The Structure of the Partnership
The Waymo-Uber model differed fundamentally from Waymo's own service, Waymo One. In Waymo One, Waymo controls everything: the booking app, fleet routing, payments, and the customer experience. Under the Uber arrangement, Waymo supplied the vehicle and driving system while Uber managed demand aggregation, payments, and the passenger-facing interface. From Waymo's angle, it gained access to Uber's established user base without building its own customer acquisition. For Uber, it was a way to offer autonomous vehicles without the cost and technical burden of developing its own self-driving stack — a path Uber itself abandoned when it sold its autonomous vehicle division to Aurora in December 2020.

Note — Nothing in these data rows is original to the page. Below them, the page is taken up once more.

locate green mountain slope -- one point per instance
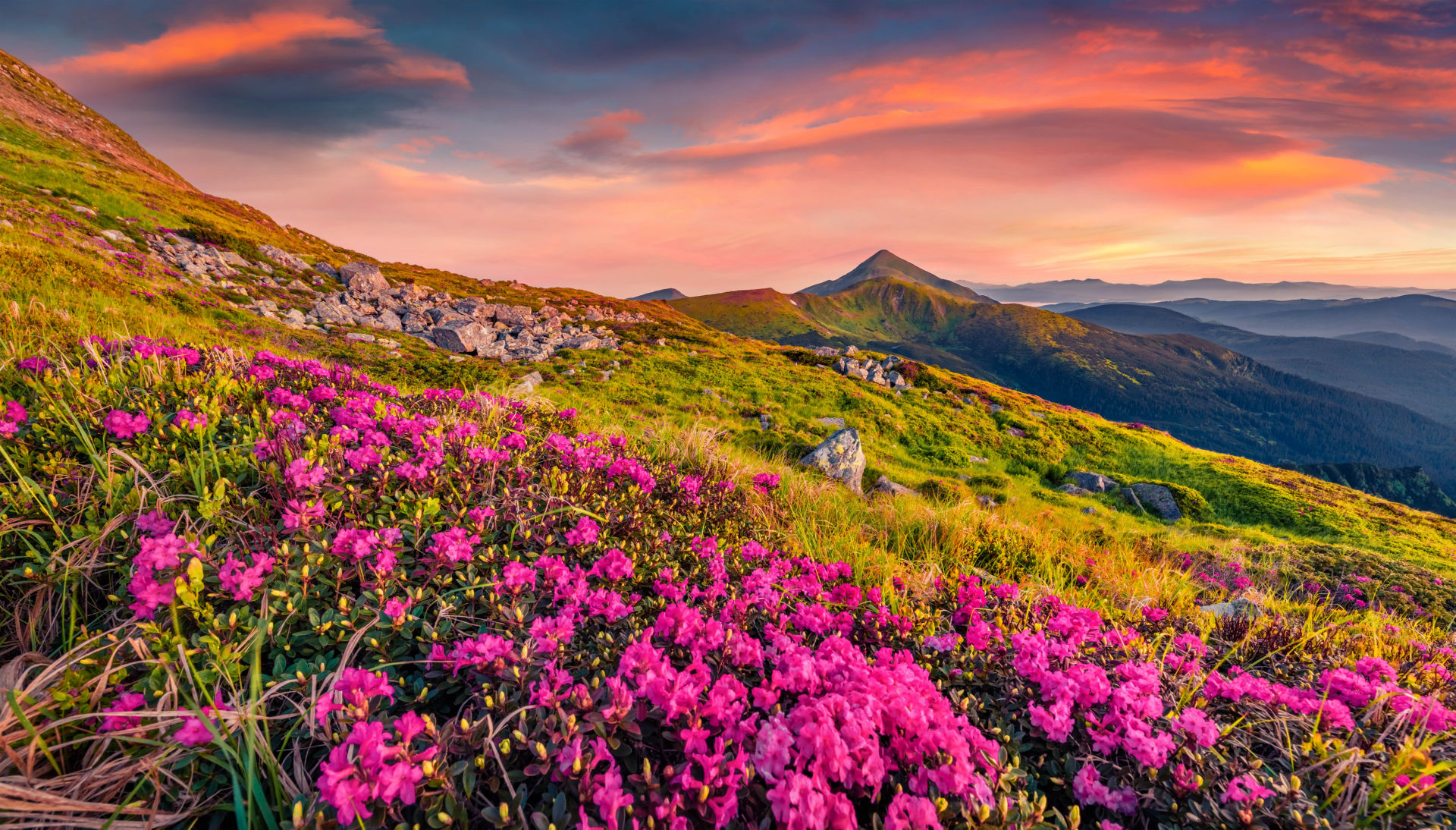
(884, 264)
(1419, 380)
(315, 612)
(1201, 392)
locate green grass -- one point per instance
(52, 290)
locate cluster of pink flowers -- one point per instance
(373, 766)
(126, 424)
(36, 364)
(378, 548)
(453, 545)
(152, 581)
(190, 420)
(240, 580)
(12, 418)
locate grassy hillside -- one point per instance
(1201, 392)
(245, 584)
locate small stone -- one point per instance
(462, 335)
(1158, 500)
(887, 487)
(840, 457)
(528, 383)
(363, 278)
(1095, 483)
(1235, 608)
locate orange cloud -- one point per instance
(1283, 177)
(204, 47)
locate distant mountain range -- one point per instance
(1196, 389)
(660, 294)
(884, 264)
(1405, 486)
(1411, 316)
(1097, 291)
(1420, 380)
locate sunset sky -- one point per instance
(715, 144)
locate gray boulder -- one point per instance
(528, 383)
(516, 315)
(1235, 608)
(887, 487)
(1131, 498)
(363, 278)
(1095, 483)
(283, 256)
(1158, 500)
(840, 457)
(462, 335)
(388, 321)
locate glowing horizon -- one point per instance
(1131, 142)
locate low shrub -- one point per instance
(309, 596)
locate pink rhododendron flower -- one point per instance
(126, 703)
(519, 576)
(240, 580)
(190, 420)
(300, 514)
(455, 545)
(305, 473)
(1245, 788)
(613, 565)
(124, 424)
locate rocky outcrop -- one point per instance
(1094, 483)
(363, 278)
(283, 258)
(199, 263)
(1235, 608)
(887, 487)
(1156, 500)
(880, 373)
(462, 335)
(840, 457)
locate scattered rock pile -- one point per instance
(463, 325)
(1152, 498)
(840, 456)
(878, 373)
(202, 263)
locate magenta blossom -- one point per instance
(190, 420)
(124, 424)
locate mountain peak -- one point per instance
(884, 264)
(42, 105)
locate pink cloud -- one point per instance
(271, 34)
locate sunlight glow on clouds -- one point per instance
(1128, 140)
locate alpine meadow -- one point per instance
(801, 536)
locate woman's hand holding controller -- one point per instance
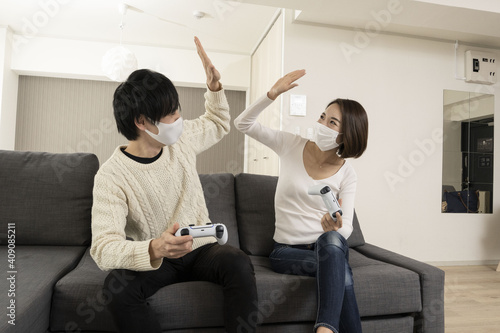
(327, 222)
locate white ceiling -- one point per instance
(237, 26)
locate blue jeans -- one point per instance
(328, 260)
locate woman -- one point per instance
(308, 241)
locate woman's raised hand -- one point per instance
(213, 75)
(286, 83)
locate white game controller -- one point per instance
(328, 198)
(217, 230)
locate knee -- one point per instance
(332, 238)
(237, 263)
(117, 288)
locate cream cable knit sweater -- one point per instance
(141, 201)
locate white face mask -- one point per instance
(325, 137)
(168, 134)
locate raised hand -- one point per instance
(213, 75)
(286, 83)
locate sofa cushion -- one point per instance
(256, 216)
(381, 289)
(38, 269)
(78, 302)
(219, 197)
(42, 193)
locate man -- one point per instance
(150, 188)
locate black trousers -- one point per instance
(224, 265)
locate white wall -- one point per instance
(400, 83)
(8, 92)
(52, 57)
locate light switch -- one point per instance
(298, 105)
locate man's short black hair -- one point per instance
(147, 93)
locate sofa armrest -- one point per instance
(431, 318)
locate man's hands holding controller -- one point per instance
(169, 246)
(327, 222)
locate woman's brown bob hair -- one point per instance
(354, 128)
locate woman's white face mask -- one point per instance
(168, 134)
(325, 137)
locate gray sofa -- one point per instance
(47, 198)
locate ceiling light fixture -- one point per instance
(119, 62)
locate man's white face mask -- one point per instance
(325, 137)
(168, 134)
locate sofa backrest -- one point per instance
(48, 197)
(255, 214)
(219, 196)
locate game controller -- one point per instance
(328, 198)
(217, 230)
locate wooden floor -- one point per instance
(472, 299)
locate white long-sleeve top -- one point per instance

This division of labor made sense in theory. In practice, when two separate companies operate autonomous fleets on the same platform, coordination becomes complex: real-time vehicle availability, service area boundaries, surge pricing logic, and emergency response all require seamless integration between systems built independently. Whether these friction points contributed to the Phoenix exit remains unclear from public reporting.
The Competitive Picture
Waymo's Waymo One service has grown in parallel, with paying robotaxi operations now active in San Francisco and Los Angeles alongside Phoenix. This independent growth gives Waymo a credible alternative to revenue-sharing through a partner platform — and reduces the strategic need to collaborate with a competitor that is also building its own autonomous vehicle partnerships, including an existing freight arrangement with Aurora.

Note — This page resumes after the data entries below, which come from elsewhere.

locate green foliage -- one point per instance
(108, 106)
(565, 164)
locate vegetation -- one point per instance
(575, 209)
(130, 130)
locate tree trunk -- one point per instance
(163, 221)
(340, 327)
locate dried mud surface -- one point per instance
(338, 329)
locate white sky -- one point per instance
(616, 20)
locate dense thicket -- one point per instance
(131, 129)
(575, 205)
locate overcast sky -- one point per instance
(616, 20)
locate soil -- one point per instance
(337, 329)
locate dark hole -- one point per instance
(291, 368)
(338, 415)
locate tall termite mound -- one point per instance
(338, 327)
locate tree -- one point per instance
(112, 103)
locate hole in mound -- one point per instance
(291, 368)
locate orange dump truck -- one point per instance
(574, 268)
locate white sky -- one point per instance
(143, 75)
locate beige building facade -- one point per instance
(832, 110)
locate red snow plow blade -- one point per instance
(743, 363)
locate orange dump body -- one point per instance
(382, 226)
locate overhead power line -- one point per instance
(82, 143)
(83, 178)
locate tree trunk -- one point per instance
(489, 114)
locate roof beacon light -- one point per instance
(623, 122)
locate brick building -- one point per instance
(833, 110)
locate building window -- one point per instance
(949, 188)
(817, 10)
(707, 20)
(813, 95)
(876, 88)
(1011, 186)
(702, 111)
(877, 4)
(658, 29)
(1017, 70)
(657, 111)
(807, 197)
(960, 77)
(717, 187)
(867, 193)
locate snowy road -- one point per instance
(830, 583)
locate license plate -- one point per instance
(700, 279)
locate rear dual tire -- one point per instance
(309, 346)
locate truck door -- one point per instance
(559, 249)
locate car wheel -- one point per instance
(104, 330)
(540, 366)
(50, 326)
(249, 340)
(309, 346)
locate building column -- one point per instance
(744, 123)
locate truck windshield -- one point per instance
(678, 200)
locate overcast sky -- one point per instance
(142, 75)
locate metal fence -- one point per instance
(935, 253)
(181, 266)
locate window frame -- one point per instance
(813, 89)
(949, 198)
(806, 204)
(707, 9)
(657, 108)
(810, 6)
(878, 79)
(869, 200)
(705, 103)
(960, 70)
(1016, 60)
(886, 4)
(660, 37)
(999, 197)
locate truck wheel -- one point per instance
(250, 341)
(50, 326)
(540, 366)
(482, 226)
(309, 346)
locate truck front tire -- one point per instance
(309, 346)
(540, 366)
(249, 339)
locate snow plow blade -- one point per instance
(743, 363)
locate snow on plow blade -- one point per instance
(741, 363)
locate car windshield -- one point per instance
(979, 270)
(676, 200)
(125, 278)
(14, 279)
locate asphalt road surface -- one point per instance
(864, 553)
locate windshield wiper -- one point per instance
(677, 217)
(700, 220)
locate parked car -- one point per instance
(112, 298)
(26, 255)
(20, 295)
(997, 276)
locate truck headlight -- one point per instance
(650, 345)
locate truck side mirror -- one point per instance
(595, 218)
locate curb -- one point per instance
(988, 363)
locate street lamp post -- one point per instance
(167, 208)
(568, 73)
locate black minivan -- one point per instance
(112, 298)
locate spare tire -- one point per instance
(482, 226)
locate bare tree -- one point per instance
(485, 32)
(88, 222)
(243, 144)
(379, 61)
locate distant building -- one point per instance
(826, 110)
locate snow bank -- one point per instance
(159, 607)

The timing deserves attention here. Waymo and Uber announced expansion into Austin and Atlanta as recently as September 2024. Shutting down the Phoenix operation less than two years later, before those new cities went live, is a sharper reversal than the publicly stated expansion plans suggested. How those two new city deployments proceed — whether they launch, stall, or are quietly shelved — will be the next signal to watch.
Uber has consistently framed itself as platform-neutral on autonomous vehicles. It also maintains commercial partnerships with Waymo rival Cruise's successor operations and has discussed integrations with other autonomy companies. Losing Waymo in Phoenix does not leave Uber strategically exposed, but it does reduce the number of active autonomous vehicle partnerships operating on its platform.
What the Data Means
The Phoenix partnership generated something concrete: roughly three years of commercial data on how a third-party autonomous fleet performs inside a mass-market ride-hailing product, including the autonomous delivery extension. That data — utilization rates, passenger acceptance, service-area edge cases, and delivery handoff logistics — holds value regardless of which company owns it.
The unresolved question, and one the industry has not yet settled, is whether autonomous vehicle deployment will happen through vertically integrated operators like Waymo One, through platform aggregators like Uber that act as a marketplace, or through some combination that has not yet emerged. Phoenix was a production-scale test of the aggregator model. Its closure narrows the evidence for that particular approach.
The underlying infrastructure — the vehicle fleets, the sensor and compute systems, the high-resolution maps — is not going anywhere. The commercial arrangements above that layer, it turns out, are still being written.